The door opened, and at the edge of the entryway, Avery appeared. He held a metal bar in his hand; rusted over, yet without the right saturation of colour.

“It was sabotaged, Miss Tamlyn. One of the components is damaged.”

“So what do we do?” asked Grace.

“You have to balance the chorus without me.”

“Uh… do what?”

“Align the notes of each gear, until they sound as one. Each turn now will change their pace. Time will be erratic until it is fixed. Minutes could be days, and hours seconds. They must be in harmony.”

“You can’t tell me how?”

“I need to remain inside for the duration. To ensure that this,” he paused to shake the metal bar. “doesn’t happen again.”

“I can’t do this without you.”

“You must,” replied Avery. He grabbed her hand and squeezed. Grace noticed him breathe out as he did, and through it he added “I know you can do it.”

“What happens then?”

He shrugged. It wasn’t what she expected, and she raised an eyebrow at him.

“I suppose… time inside the dome is righted. Whatever changes you do will snap back once the gears are in harmony, and time should proceed as normal.”
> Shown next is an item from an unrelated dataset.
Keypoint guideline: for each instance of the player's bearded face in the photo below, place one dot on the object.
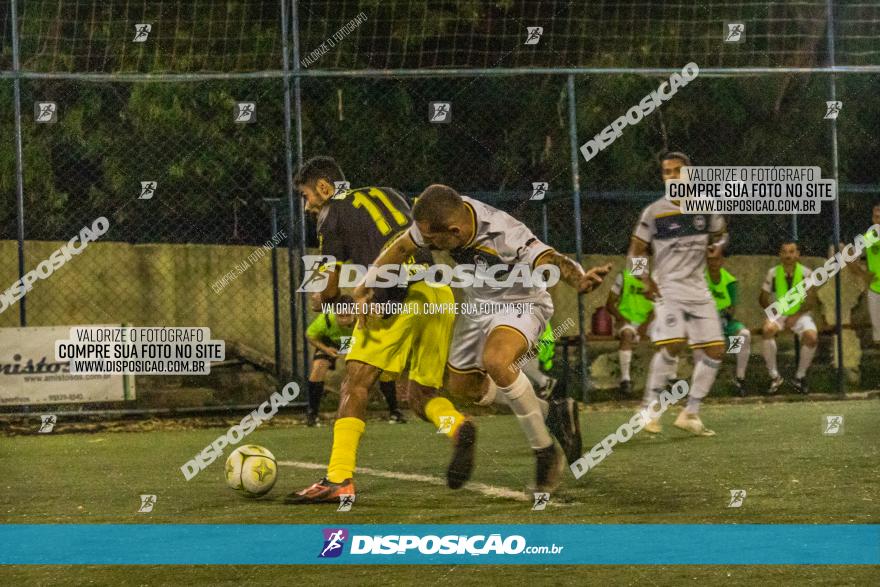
(445, 240)
(671, 169)
(789, 254)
“That’s my theory. There might be gaps in it. They could even be gaps in time.”

Grace nodded. “I suppose we’d better do it, then. Or time ends, right?”

Avery returned the nod, but for the first few moments, he didn’t move. He drew in his breath as if to speak, but didn’t say a word.

“I’ll be fine,” she said, filling the voice.

“I know,” he replied. “See you when this is over, Grace.”

The door closed behind Avery, leaving her along in the chamber with the machine, and with the cranks. The tempo of each felt erratic, though she started to turn them one by one. She only heard the speed of the individual ticks move as she turned a crank, evening out as she stopped. Only ever forward.

“Could’ve really used your help,” she mumbled to herself.

It reminded Grace of untangling headphones, but without a clarity of progress. She heard less solitary ticks – a jointed over every four seconds, and then the rest of them came at their own leisure. She looked up, letting her vision blur over the silhouette inside the dome, while she focused on the fourth note.; a muted fist-pump accompanied its alignment, even though there was still yet one to master.